As sound has become more sophisticated over the years, so too have the ways it can break down during my matinee. A common example is the surround-sound malfunction, in which six of the channels are broadcasting ambient noise (traffic, birds, stray gunfire), three of the channels are silent and three are broadcasting varying levels of grungy static.

This would be an ideal time to practice your lip-reading.

Sometimes, the sound is so very very quiet. If you lean forward, as I am accustomed to doing, you can make out some or most of the pertinent dialogue and make up the rest. Did the villain say he was smuggling drugs or juggling pugs? Either way, evil.

On rare occasions, the sound during the early days of DTS or THX was too loud for comfort. I experienced digital deafness first-hand during the summer popcorn movies where the seats would rumble and my eardrums would explode.

More often, I would experience it while trying to watch an arthouse movie while the neighboring auditoriums had their FX cranked to 11. So while the main characters were exploring the human condition, the indie would get an unwarranted jolt of POW! BLAM! BOOM! in unexpected moments.

The picture is the other problem. While seeing “Hero,” the arty Chinese historical martial arts epic, the movie was out of frame, so we saw the top half of the movie. This wouldn’t have been a problem, except that the English subtitles were no longer visible, and we weren’t fluent in Mandarin.

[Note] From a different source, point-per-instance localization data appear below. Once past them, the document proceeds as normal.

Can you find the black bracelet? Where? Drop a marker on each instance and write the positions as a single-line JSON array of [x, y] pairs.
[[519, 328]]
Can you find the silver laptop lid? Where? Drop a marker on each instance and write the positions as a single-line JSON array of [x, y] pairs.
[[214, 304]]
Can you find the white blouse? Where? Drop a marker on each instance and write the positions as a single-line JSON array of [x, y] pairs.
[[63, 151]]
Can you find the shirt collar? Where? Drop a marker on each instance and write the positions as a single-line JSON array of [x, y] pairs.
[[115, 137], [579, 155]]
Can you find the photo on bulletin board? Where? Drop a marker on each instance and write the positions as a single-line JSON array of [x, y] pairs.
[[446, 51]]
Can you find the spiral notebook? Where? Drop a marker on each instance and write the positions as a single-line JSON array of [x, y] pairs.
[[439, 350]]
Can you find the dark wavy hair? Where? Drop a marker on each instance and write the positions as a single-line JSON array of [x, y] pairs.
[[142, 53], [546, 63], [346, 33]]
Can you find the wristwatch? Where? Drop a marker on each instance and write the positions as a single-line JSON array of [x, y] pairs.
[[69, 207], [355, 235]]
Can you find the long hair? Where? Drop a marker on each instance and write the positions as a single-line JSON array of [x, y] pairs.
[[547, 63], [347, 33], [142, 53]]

(And if we were, the sound was out for part of the movie, too. And our Chinese lip-reading is rusty at best.)

The first 10 minutes of “Star Trek: Insurrection” were darker than expected. Not the tone, the picture, which was out completely — but the sound was still on, making for a nice throwback to the radio drama era. And because film reels are cumbersome and unidirectional, we couldn’t simply rewind to catch that lost introduction.

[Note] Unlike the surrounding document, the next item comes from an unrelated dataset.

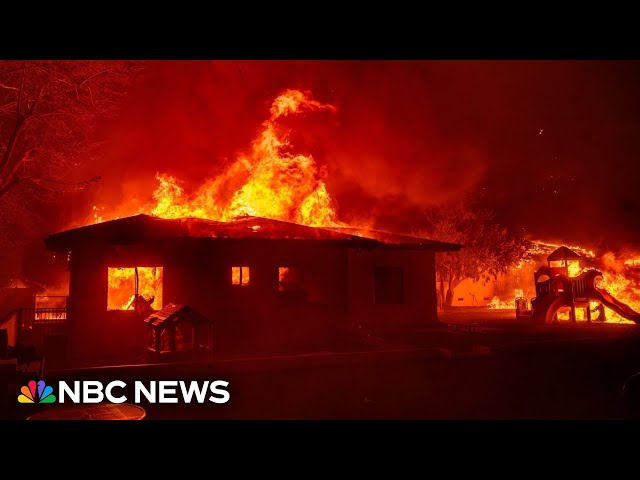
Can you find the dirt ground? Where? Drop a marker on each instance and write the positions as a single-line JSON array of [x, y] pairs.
[[504, 369]]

The picture is usually dim, sometimes fuzzy. The reel changes are sloppy at best. At the lesser theaters, the picture ratio doesn’t always match the screen ratio.

“Crash” lived up to its name. Not once but twice, the movie stopped. No picture, no sound. It’s like the power was shut off on our projector – but not the one next door, as we could clearly discern the explosions and firefights. The movie resumed each time at the spot it left off, but what a momentum killer. Little did we know that the second breakdown was about 60 seconds before the credits rolled.

I look forward to the new digital projectors and IMAX-size screens headed our way. We’ll have a whole new way to experience the movies. Perhaps we’ll see giant 1s and 0s floating across where the actual picture should be. Or maybe the screen will collapse and smother the first three rows.

My friends won’t hit the theaters with me anymore. But I’ll still go.

When you complain to the manager, be sure to point me out, if you can find me in the darkness beneath the mounds of hurled trash.